La décision du TGI d’Amiens dans l’affaire qui oppose la FDSEA 80 à Europe Écologie-Les Verts sur la consultation publique autour de l’utilisation des produits phytosanitaires sera rendue le 27 novembre.

À l’issue de l’audience, Denis Bully a appelé les pouvoirs publics à mieux encadrer la participation à des consultations publiques.
À l’issue de l’audience, Denis Bully a appelé les pouvoirs publics à mieux encadrer la participation à des consultations publiques.
© V. F.



Jusqu’où peut-on aller dans la critique de l’agriculture, des agriculteurs et de leurs pratiques, et avec quelles méthodes ? Pour répondre en partie à cette question, il faudra encore attendre jusqu’au 27 novembre prochain, date à laquelle on connaîtra la décision du tribunal de grande instance d’Amiens dans l’affaire opposant la FDSEA 80 à la formation politique Europe Ecologie-Les Verts.

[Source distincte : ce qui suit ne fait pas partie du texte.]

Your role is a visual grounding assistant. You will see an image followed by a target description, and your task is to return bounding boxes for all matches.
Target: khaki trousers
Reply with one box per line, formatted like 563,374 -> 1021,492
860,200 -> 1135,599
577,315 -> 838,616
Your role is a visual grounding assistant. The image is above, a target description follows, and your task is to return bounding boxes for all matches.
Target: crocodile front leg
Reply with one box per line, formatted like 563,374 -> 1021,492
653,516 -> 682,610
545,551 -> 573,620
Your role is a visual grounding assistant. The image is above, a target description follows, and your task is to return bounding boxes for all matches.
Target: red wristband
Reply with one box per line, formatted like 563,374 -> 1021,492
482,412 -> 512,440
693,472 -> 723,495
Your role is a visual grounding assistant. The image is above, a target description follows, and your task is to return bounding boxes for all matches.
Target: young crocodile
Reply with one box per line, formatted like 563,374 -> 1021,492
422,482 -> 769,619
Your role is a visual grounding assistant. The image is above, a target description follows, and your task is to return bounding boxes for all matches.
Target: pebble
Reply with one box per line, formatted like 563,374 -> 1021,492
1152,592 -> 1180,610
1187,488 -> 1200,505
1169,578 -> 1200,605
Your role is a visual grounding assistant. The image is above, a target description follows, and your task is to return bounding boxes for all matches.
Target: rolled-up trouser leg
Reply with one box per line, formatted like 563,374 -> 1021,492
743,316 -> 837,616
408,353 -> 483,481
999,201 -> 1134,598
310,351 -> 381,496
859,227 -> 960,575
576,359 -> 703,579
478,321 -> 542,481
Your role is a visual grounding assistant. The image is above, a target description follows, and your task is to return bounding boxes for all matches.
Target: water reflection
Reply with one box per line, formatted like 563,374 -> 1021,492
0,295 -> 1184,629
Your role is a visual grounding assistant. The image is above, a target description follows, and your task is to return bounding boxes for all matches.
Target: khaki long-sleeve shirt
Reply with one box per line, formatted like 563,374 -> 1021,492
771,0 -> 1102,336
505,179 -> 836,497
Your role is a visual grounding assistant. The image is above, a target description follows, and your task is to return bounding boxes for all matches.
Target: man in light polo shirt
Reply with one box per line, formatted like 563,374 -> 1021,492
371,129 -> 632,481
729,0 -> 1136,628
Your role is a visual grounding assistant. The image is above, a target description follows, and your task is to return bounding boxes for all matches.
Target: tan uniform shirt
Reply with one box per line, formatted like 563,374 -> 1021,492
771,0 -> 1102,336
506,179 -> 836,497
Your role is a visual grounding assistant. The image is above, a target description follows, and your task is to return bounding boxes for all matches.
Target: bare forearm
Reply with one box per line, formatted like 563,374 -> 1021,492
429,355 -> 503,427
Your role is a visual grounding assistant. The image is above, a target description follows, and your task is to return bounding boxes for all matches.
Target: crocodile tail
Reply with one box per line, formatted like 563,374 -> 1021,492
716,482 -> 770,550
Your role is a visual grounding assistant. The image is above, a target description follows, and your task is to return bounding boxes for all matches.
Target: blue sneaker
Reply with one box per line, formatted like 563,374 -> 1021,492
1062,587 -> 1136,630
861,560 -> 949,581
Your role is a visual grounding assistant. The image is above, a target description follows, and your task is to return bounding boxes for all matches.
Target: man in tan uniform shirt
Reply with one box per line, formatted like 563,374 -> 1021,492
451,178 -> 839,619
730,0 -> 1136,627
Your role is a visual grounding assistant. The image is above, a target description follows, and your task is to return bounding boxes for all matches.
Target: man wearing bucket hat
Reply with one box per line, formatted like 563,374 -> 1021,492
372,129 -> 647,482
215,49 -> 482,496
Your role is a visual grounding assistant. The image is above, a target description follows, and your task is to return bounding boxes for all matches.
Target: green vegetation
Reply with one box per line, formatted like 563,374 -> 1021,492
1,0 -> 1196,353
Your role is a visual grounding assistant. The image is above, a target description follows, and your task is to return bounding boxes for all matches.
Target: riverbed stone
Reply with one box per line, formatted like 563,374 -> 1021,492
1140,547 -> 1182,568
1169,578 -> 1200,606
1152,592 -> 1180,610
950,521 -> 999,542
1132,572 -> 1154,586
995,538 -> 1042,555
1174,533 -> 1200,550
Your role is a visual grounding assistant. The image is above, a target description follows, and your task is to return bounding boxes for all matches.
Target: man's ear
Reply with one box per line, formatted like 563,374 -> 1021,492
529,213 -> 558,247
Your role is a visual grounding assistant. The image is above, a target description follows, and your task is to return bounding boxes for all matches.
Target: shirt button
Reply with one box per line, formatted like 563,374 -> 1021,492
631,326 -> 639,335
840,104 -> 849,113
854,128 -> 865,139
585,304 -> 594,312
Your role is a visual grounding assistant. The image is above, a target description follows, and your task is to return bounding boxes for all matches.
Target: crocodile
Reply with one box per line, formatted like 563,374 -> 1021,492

Dans le cadre de la consultation publique organisée par le gouvernement sur les projets de décret et d’arrêté encadrant à partir du 1er janvier 2020 les usages de produits phytopharmaceutiques à proximité des zones construites ou publiques, plusieurs sites internet ont émergé pour inciter les internautes à contribuer à cette consultation. L’un d’entre eux, mis en ligne par EELV, avait particulièrement attiré l’attention de la FDSEA 80, puisque celui-ci proposait ni plus ni moins qu’un outil d’aide au dépôt de commentaires dans le but d’«inonder la consultation de commentaires» et de «donner facilement son avis sans craindre l’angoisse de la page blanche». Mercredi 6 novembre, le président de la FDSEA, Denis Bully et Marie-Françoise Lepers, secrétaire générale, étaient attendus à Amiens pour une audience au cours de laquelle les avocats des deux parties ont présenté leur ligne de défense. Tandis que la FDSEA 80 reprochait à EELV de créer une «pollution démocratique», le parti politique s’est dit victime d’une «poursuite baillon», comme s’il s’agissait de le faire taire.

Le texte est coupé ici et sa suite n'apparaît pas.